Teaching AI with borrowed knowledge
To determine whether this divergence could be corrected, the researchers added an extra step to the models’ training – transfer learning.
Thomsen explains transfer learning through her hobbies. “I do a lot of knitting, so I have a lot of knowledge about yarn, about gauge and how to read knitting patterns,” Thomsen says. “If I want to learn how to crochet, I do not have to start from scratch, because knitting and crochet share a lot of the same logic.”
This is like giving the model a head start. If it has already seen a wide mix of blood glucose data, it can learn faster when focusing on one specific group.

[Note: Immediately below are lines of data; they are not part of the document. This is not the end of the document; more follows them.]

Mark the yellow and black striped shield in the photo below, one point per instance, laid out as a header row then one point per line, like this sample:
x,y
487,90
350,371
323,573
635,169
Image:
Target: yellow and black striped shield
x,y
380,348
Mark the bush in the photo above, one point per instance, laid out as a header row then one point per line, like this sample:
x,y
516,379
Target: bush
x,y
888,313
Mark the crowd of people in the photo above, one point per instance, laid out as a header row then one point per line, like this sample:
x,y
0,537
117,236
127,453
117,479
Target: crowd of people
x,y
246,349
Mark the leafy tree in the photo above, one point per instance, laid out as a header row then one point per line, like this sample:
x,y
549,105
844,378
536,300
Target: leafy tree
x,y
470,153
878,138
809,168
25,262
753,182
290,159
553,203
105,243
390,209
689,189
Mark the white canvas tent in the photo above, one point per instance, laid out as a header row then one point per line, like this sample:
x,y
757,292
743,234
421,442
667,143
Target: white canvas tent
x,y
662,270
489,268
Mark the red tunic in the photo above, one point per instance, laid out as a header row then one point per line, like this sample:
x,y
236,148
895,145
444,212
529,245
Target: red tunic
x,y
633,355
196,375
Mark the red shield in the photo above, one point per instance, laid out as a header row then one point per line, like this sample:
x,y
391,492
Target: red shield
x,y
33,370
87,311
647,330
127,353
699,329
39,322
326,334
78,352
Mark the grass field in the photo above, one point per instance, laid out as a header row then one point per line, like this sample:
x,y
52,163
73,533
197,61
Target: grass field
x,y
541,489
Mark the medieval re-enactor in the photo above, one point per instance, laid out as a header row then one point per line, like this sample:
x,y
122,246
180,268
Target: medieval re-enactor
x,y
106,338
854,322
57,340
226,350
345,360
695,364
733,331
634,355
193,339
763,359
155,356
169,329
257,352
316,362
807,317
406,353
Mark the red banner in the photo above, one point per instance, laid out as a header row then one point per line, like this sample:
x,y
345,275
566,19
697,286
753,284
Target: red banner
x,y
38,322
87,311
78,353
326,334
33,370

“It already knows the basics, so I do not need as much data,” she says.
The researchers were pleased to find that, after transfer learning, the divergence in performance disappeared, Hulman says.
A new way to test for fairness
According to Hulman, the main takeaway from this study is not necessarily its findings about continuous glucose monitor predictions – it is the process itself.
The real breakthrough is not just in diabetes but in how to determine whether health AI works equally well for everyone, even when limited data are available, Hulman says.
To that end, they have published the code behind their algorithms for other researchers to access. “It can be reused, not just for continuous glucose monitoring, but you can imagine using it in many other fields, from grading eye scans to analysing medical images or monitoring heart rhythms,” he explains.
“We want to build bridges between data science and clinical research,” Hulman says. This kind of work gives clinical teams tools to test fairness – and gives data scientists a real medical problem to work on,” Hulman concludes.